[HN Gopher] Better SQL JOINs
___________________________________________________________________
Better SQL JOINs
I think foreign keys could be valuable to improve how we write SQL
joins, in the special but common case when joining on columns that
exactly match a foreign key. The idea is to add a new ternary
operator, which would be allowed only in the FROM clause. It would
take three operands: 1) referencing_table_alias 2)
foreign_key_constraint_name 3) referenced_table_alias POSSIBLE
BENEFITS * Eliminate risk of joining on the wrong columns Although
probably an uncommon class of bugs, a join can be made on the wrong
columns, which could go undetected if the desired row is included
by coincidence, such as if the test environment might only contain
a single row in some table, and the join condition happened to be
always true. * Conciser syntax In a traditional join, you have to
explicitly state all columns for the referencing and referenced
table. This is somewhat addressed by the USING join form, but USING
has other drawbacks, why I tend to avoid it except for one-off
queries. When having to use fully-qualified table aliases, that
adds even further to the verboseness. * Makes abnormal joins stand
out If joining on something else than foreign key columns, or some
inequality expression, such joins will continue to be written in
the traditional way, and will therefore stand out and be more
visible, if all other foreign key-based joins are written using the
new syntax. When reading SQL queries, I think this would be a great
improvement, since the boring normal joins on foreign keys could be
given less attention, and focus could instead be made on making
sure you understand the more complex joins. SYNTAX Syntax is
hard, but here is a proposal to start the discussion:
from_item join_type from_item WITH
[referencing_table_alias]->[foreign_key_constraint_name] =
[referenced_table_alias] [ AS join_using_alias ] EXAMPLE To
experiment with the idea, I wanted to find some real-world queries
written by others, to see how such SQL queries would look like,
using traditional joins vs foreign key joins. I came up with the
idea of searching Github for "LEFT JOIN", since just searching for
"JOIN" would match a lot of non-SQL code as well.
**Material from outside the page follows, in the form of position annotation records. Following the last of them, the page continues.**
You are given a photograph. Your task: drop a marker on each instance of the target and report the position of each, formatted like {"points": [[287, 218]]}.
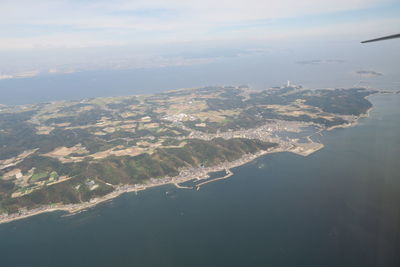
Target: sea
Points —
{"points": [[340, 206]]}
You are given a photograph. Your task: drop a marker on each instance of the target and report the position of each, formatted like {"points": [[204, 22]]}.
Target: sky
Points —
{"points": [[53, 37]]}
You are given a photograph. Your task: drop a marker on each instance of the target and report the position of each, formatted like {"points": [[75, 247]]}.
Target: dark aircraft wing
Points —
{"points": [[382, 38]]}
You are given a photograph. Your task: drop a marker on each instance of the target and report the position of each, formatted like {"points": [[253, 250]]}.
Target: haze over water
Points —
{"points": [[337, 207]]}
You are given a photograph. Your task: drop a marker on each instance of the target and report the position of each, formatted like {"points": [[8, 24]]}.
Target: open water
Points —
{"points": [[337, 207]]}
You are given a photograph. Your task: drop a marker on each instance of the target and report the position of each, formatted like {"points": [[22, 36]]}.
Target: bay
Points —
{"points": [[336, 207]]}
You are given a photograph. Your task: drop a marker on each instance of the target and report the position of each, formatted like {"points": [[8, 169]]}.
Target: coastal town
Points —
{"points": [[167, 138]]}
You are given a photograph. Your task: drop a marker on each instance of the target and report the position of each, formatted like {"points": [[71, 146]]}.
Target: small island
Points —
{"points": [[70, 155]]}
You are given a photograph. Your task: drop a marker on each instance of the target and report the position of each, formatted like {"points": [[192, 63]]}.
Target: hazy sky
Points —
{"points": [[55, 36], [69, 49]]}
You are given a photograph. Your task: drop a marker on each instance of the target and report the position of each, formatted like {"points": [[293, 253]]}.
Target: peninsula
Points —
{"points": [[70, 155]]}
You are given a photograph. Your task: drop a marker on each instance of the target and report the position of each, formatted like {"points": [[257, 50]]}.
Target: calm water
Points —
{"points": [[337, 207]]}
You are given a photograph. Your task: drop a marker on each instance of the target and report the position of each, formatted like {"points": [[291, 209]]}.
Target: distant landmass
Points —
{"points": [[70, 155]]}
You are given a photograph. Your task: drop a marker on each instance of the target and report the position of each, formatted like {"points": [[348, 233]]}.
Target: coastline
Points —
{"points": [[201, 173]]}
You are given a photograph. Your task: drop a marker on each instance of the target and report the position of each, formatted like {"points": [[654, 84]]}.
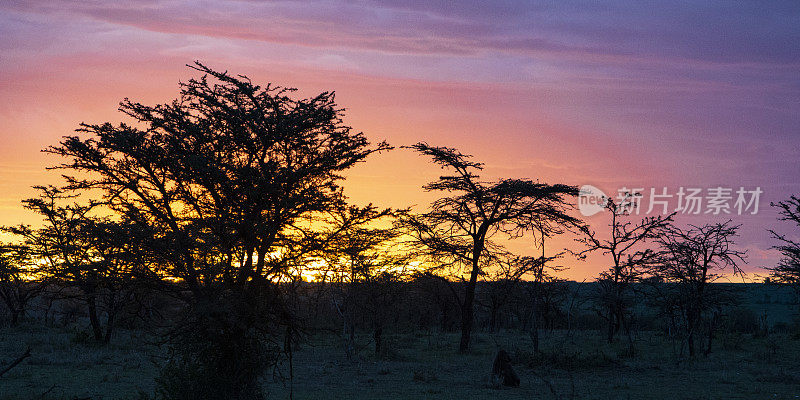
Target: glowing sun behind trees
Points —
{"points": [[230, 178]]}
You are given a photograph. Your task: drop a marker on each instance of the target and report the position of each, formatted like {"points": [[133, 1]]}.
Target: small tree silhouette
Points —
{"points": [[629, 260], [456, 233], [693, 258], [788, 269]]}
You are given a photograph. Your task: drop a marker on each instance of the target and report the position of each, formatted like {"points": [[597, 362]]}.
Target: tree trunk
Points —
{"points": [[493, 318], [109, 326], [377, 335], [467, 309], [96, 328]]}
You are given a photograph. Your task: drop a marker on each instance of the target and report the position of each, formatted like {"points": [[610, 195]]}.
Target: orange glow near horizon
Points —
{"points": [[603, 103]]}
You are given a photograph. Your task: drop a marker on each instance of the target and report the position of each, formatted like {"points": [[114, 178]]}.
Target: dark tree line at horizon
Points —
{"points": [[223, 198]]}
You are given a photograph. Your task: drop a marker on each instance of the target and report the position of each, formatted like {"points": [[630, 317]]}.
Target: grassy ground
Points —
{"points": [[419, 366]]}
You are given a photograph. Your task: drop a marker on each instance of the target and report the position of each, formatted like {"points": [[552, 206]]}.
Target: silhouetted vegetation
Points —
{"points": [[209, 247]]}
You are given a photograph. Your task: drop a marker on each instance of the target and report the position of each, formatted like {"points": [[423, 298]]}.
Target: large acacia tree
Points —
{"points": [[456, 233], [229, 177]]}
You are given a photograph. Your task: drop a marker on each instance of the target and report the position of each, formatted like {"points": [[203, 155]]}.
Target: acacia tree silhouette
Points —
{"points": [[629, 261], [456, 233], [225, 177], [693, 258], [788, 269]]}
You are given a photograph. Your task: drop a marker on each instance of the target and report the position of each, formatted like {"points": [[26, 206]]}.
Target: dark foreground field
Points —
{"points": [[66, 365]]}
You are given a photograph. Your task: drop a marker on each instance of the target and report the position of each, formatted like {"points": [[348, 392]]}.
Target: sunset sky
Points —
{"points": [[629, 94]]}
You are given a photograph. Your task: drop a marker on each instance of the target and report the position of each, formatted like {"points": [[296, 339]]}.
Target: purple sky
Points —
{"points": [[636, 94]]}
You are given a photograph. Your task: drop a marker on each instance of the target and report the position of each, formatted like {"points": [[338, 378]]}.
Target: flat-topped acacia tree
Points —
{"points": [[230, 176], [456, 232]]}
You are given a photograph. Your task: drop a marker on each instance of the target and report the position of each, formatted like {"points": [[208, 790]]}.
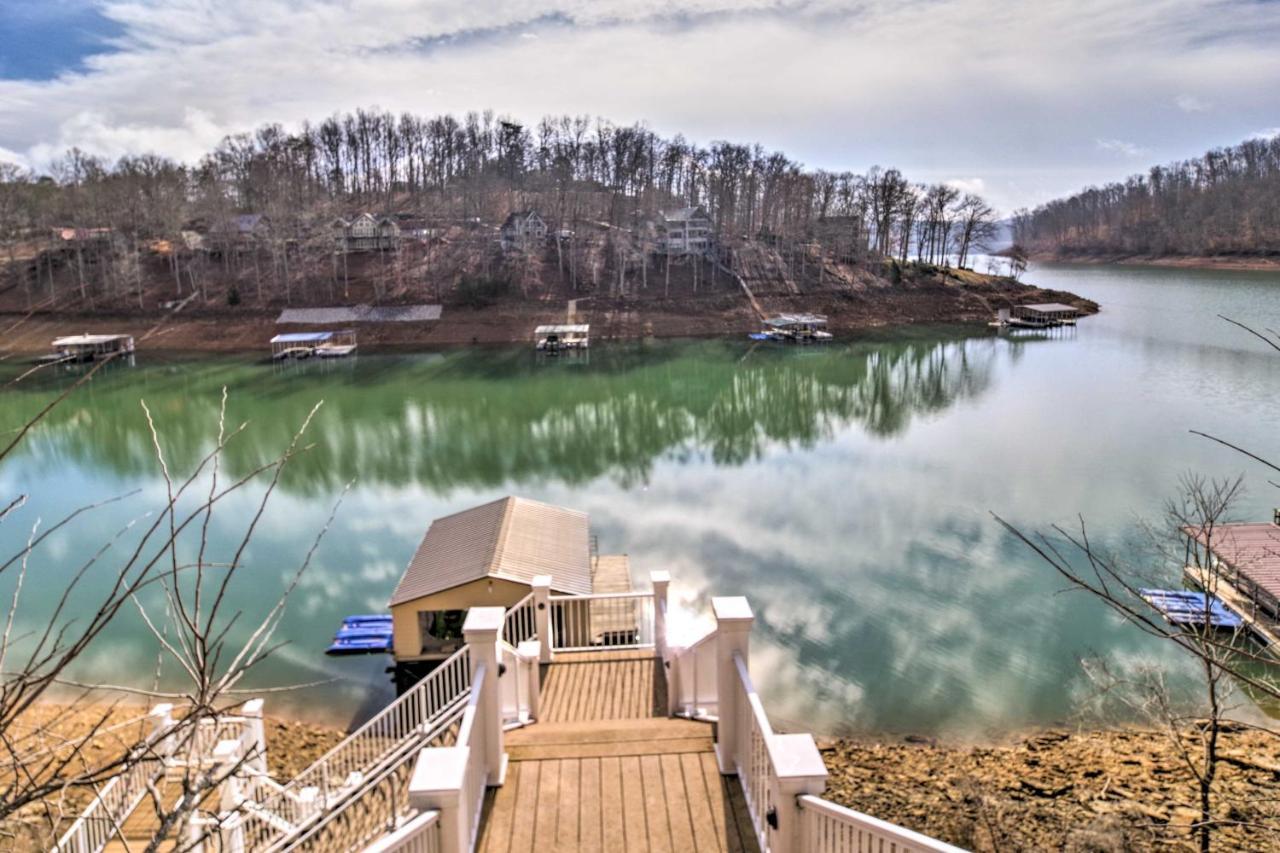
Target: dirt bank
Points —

Here is one of
the first examples I found, a query below from the Grafana project
[1] [1] https://github.com/grafana/grafana/blob/main/pkg/services/a
ccesscontrol/database/resource_permissions.go
SELECT p.*, ? AS resource_id, ur.user_id AS
user_id, u.login AS user_login, u.email AS
user_email, tr.team_id AS team_id, t.name AS team,
t.email AS team_email, r.name as role_name FROM
permission p LEFT JOIN role r ON p.role_id = r.id
LEFT JOIN team_role tr ON r.id = tr.role_id LEFT JOIN team
t ON tr.team_id = t.id LEFT JOIN user_role ur ON r.id =
ur.role_id LEFT JOIN user u ON ur.user_id = u.id
WHERE p.id = ? Here is how the FROM clause could be
rewritten: FROM permission p LEFT JOIN
role r WITH p->permission_role_id_fkey = r LEFT JOIN
team_role tr WITH tr->team_role_role_id_fkey = r LEFT JOIN
team t WITH tr->team_role_team_id_fkey = t LEFT JOIN
user_role ur WITH ur->user_role_role_id_fkey = r LEFT JOIN
"user" u WITH ur->user_role_user_id_fkey = u WHERE p.id =
1; In PostgreSQL, the foreign keys could also be given
shorter names, since they only need to be unique per table and not
per namespace. I think a nice convention is to give the foreign
keys the same name as the referenced table, except if the same
table is referenced multiple times or is self-referenced.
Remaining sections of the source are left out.